In a previous post I wrote about the power of positive influences and how this has a great impact on our health.
But what if the influence of others isn't the problem? What if our own negative voice is the biggest problem?
When I think about the most discouraging voice that talks to me, I realize that it usually comes from me.
On that self-defeating voice...
You know the voice. It's the one that says things like:
- You aren't good enough.
- You can't do this.
This voice is in all of us, to some extent. Fear and doubt are "wired" into us. So we might as well accept this part of ourselves and learn how to best deal with it.
The Up-Side of Fear
Fear is actually a good thing, in some ways. Its job is to protect us. It's that voice that says, This is unfamiliar territory, and it might be unsafe.
When we lean over a balcony railing that is 10 stories high, fear says, Don't do that. In these potentially life-threatening instances, fear is a nice thing to have around. (Thanks, fear!)
The Down-Side of Fear
Sometimes fear gets a little dramatic. It wants to act like we could die when there is no life-threatening danger present.
Take public speaking, for example. This is one of the biggest fears that people have, said to affect 3 out of 4 people. Fear of public speaking can be so strong that it can cause physical symptoms such as vomiting or fainting.
In these (non-life-threatening) instances, fear is downright annoying. (Calm down there, fear -- you're freaking out.)
When we take risks in our personal or professional life, when we try something new, or when we are vulnerable with others, fear steps in to do its job. It tells us that this could be unsafe territory. It says, Don't do that, and proceeds to give reasons why. The reasons tend to stem from insecurity, usually in the form of negative self-talk, telling us that we are somehow "not good enough."
For example, we tell ourselves that we are:
- not talented enough
- not smart enough
- not funny enough
- not fit enough
- not attractive enough
- not ___ enough (insert your own self-defeating narrative)
Some of the biggest dilemmas we face, the worst case scenarios, often exist only in our mind. As Mark Twain once said, "I've had a lot of worries in my life, most of which never happened."
When fear shows up in this kind of situation, it helps to ask:
Is there a legitimate threat here, or does the problem exist only in my mind?
Is the negative self-talk true, or is it just fear trying to protect me from failure or from being hurt?
What is the worst that could happen? If I did fail or get hurt, could I learn from it? Would it strengthen me in the end?
Fear doesn't feel good. It's uncomfortable. It is designed to make us stop. Yet this area of discomfort holds the biggest opportunity for growth. We grow the most when we move outside our comfort zone.
Where is your comfort zone? Perhaps your comfort zone is not showing up at the gym. Perhaps it is not taking the lead on a creative project. Perhaps it is not putting yourself out there for a cause that you feel is worthwhile. Perhaps it is not reaching out to others. Perhaps it is not enrolling in an educational program.
Perhaps it feels more comfortable to listen to the negative yet somehow "safe" voice that tells us we are too old, too out of shape, too ugly, too dumb, too unlikeable, too unworthy, etc.

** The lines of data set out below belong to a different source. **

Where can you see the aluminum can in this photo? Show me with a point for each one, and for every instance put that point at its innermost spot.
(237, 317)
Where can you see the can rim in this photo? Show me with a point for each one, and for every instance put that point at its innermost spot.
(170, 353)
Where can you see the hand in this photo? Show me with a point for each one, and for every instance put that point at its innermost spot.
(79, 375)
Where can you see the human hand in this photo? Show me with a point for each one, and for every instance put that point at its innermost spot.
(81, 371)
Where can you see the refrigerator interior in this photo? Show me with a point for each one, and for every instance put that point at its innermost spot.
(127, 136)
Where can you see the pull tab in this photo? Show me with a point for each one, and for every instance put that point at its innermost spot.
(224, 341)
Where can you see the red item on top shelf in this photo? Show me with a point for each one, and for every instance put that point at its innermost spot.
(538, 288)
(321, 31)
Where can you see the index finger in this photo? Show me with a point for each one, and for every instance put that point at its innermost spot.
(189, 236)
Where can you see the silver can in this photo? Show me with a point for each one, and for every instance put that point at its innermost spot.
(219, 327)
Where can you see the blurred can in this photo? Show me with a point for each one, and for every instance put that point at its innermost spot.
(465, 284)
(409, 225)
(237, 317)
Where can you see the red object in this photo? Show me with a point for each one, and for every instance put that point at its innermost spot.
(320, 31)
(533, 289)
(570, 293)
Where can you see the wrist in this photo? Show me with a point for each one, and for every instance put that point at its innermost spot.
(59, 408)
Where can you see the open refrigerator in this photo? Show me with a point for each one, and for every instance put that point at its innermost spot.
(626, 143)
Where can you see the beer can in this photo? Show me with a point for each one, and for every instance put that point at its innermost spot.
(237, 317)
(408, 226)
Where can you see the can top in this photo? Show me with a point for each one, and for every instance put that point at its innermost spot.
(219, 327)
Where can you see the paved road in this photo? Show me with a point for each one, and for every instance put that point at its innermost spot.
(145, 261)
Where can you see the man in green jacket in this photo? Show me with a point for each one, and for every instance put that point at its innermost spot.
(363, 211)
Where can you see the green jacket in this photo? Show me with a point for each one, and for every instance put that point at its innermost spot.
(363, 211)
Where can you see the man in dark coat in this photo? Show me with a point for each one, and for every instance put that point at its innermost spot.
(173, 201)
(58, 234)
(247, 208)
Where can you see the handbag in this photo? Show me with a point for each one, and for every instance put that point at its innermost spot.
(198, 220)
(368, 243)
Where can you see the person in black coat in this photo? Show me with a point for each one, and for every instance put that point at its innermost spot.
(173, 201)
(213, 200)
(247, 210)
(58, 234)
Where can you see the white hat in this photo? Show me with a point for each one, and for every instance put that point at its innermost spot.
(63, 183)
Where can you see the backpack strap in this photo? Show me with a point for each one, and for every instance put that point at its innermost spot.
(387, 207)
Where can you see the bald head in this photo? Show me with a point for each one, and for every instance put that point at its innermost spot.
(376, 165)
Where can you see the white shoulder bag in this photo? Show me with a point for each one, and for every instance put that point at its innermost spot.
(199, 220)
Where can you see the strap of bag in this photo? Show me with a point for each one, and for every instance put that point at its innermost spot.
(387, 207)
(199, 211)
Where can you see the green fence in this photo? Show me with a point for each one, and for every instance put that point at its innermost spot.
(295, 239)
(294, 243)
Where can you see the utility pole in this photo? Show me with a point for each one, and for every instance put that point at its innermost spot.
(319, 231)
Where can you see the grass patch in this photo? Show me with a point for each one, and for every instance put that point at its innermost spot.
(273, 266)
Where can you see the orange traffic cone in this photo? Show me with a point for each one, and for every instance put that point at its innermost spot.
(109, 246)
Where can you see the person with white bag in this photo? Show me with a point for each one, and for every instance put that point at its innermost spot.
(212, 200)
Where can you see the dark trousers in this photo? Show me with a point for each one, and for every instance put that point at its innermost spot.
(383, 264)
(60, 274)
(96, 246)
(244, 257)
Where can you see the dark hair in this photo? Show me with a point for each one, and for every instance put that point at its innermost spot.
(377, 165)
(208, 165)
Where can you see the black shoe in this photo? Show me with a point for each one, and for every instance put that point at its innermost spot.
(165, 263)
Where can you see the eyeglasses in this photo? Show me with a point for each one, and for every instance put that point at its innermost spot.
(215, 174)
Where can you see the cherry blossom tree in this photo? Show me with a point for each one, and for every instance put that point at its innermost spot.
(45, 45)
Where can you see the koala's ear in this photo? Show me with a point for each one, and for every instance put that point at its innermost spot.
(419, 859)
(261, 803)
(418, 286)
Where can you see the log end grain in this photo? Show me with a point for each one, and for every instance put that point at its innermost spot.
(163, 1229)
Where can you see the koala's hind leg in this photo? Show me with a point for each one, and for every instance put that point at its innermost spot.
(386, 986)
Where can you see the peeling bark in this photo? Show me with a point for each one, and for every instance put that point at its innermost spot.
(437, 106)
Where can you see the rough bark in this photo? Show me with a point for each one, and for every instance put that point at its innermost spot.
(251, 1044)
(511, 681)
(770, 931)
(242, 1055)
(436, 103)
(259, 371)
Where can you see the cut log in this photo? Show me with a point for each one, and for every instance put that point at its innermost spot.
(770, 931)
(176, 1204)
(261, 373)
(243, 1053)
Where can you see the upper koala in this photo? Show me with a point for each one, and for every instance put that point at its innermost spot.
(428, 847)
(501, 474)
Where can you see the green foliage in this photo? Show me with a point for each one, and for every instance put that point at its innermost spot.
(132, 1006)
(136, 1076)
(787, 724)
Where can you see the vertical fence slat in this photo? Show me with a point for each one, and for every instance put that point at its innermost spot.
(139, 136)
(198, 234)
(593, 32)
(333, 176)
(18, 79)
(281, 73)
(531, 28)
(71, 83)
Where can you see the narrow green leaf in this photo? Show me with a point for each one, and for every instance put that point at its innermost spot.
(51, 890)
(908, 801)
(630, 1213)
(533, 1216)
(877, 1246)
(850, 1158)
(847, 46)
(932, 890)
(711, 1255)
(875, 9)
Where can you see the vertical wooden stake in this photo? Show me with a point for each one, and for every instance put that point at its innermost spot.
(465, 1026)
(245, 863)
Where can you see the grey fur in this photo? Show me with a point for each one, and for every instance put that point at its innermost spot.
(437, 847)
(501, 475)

Could there be an underlying fear of success? I love this quote by Marianne Williamson: "Our deepest fear is not that we are inadequate. Our deepest fear is that we are powerful beyond measure. It is our light, not our darkness that most frightens us."
What if we listened less to our inner voice of self-doubt and fear, and we listened more to the inner voice that says:
- You are good enough.
- You can do this!
Perhaps it's been a while since you've heard this voice speak up. Perhaps it has tried to speak up, but the negative voice quickly quieted it.
Perhaps it's time to set some boundaries with the negative voice. Recognize it for what it is. Thank it for trying to protect you, but realize it's being over-dramatic. Decide that the opportunity for growth exceeds any perceived threat, and nobody is going to "die" here. Meanwhile, give your positive inner voice a megaphone.
How might this change your approach to life? Would you be less concerned with failure, and more concerned with giving it your best shot and learning along the way? As Thomas Edison once said, "I haven't failed. I've just found 10,000 ways that won't work."